One plausible reading of the Neagle precedent is this: In the absence of an act of Congress, when emergency circumstances require that a law be enacted, rather than wait the president is duty-bound to fill that legislative vacuum, i.e., to make the law Congress should have but has not made. Presidential power under these circumstances, then, morphs into what the constitutional framers feared most: a unitary executive exercising lawmaking power.

In the context of this reading of Neagle, of course, the Supreme Court's voiding of Truman's executive order works to restore the fundamental principle of separation of powers. Youngstown's core teaching deserves repeating: "The Founders of this Nation entrusted the law-making power to the Congress alone in both good and bad times."

But Youngstown's wholly alternative reading resides in Justice Robert Jackson's concurring opinion, one that six other justices arguably accepted. In Jackson's framework, if the president legislates in a fashion "incompatible with the expressed or implied will of Congress," his actions would be unconstitutional. In this way, since Congress had legislated a solution to the steel seizure emergency, the Taft-Hartley Act of 1947, the president's executive order was left prostrate by that act.

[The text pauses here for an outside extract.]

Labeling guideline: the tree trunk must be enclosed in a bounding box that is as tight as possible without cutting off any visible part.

But Jackson's framework also posited a set of conditions that were they in play would have made Truman's seizure of the steel mills constitutional. By Jackson's reckoning, "where the President acts in absence of either a congressional grant or denial of authority ... there is a zone of twilight in which he and Congress may have concurrent authority. Therefore, congressional inertia, indifference or quiescence may sometimes, at least as a practical matter, enable, if not invite, measures on independent presidential responsibility." From Jackson's perspective, then, had Congress not passed the Taft-Hartley Act, Truman's executive order would have been the law -- and constitutionally so in a "zone of twilight."

Thus, President Trump's claim to emergency lawmaking power, in light of Neagle and reaffirmed by Jackson's reasoning in Youngstown, is situated on solid constitutional ground. As matters presently stand, members of Congress seek border security but because of deep divisions over specifics have failed to act. Thus, "congressional inertia, indifference or quiescence" of the like that Jackson envisioned, provides a constitutional justification for concurrent lawmaking power in legislative and executive branches.

In the end, and dripping in irony, President Trump's determination to construct a wall is rooted in the very case that legal critics advance to deconstruct that wall, making this episode in Trump's presidency fit for the "Twilight Zone" itself.